The ECHO funding will support the screening of 630,000 children aged between 6-59 months for malnutrition and the treatment of more than 81,000 children identified as malnourished. In addition, 400,000 pregnant and lactating women will be screened for malnutrition and 52,000 enrolled in supplementary feeding programmes. Micro-nutrient supplements will be made available to up to 750,000 children and pregnant and lactating women. In addition, more than 1 million caretakers of children aged under-five will receive counselling and health education on infant and young child feeding practices, immunisation and hygiene, especially the importance of handwashing.
Malnutrition is a significant issue for Pakistan’s children and has been aggravated by a combination of factors including floods during 2010 and 2011, with crop losses and the stress of displacement, along with underlying food-insecurity and poverty.
Results of a national nutrition survey carried out before the current flood emergency found that, on average, 58 per cent of households in Pakistan were food-insecure, meaning they lacked access to adequate food. Almost a third of children across the country were underweight, with the situation worse for children in rural areas. The rate of acute malnutrition (15.1 per cent) was at a critical level, while severe acute malnutrition (5.8 per cent) was at a very high rate. If children remain untreated, they are at higher risk of mortality, and are more susceptible to disease, as well as life-long stunting and cognitive impairment.
“This year’s floods in Sindh and Balochistan, combined with the devastating effect of the 2010 floods and pre-existing food and nutrition insecurity, have left many children with increased vulnerabilities, including severe acute malnutrition.
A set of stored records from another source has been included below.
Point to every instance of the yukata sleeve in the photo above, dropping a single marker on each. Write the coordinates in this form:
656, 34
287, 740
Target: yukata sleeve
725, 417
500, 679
We now have the opportunity to reverse the inter-generational cycle of deprivation and exclusion that will forever change the lives of these young children and mothers. By investing in the most vulnerable and disadvantaged children we invest in the future of Pakistan,” said Mr Rohrmann.
“UNICEF is very grateful to receive this generous new funding from ECHO that will make an important contribution in combating malnutrition both now and in the future.”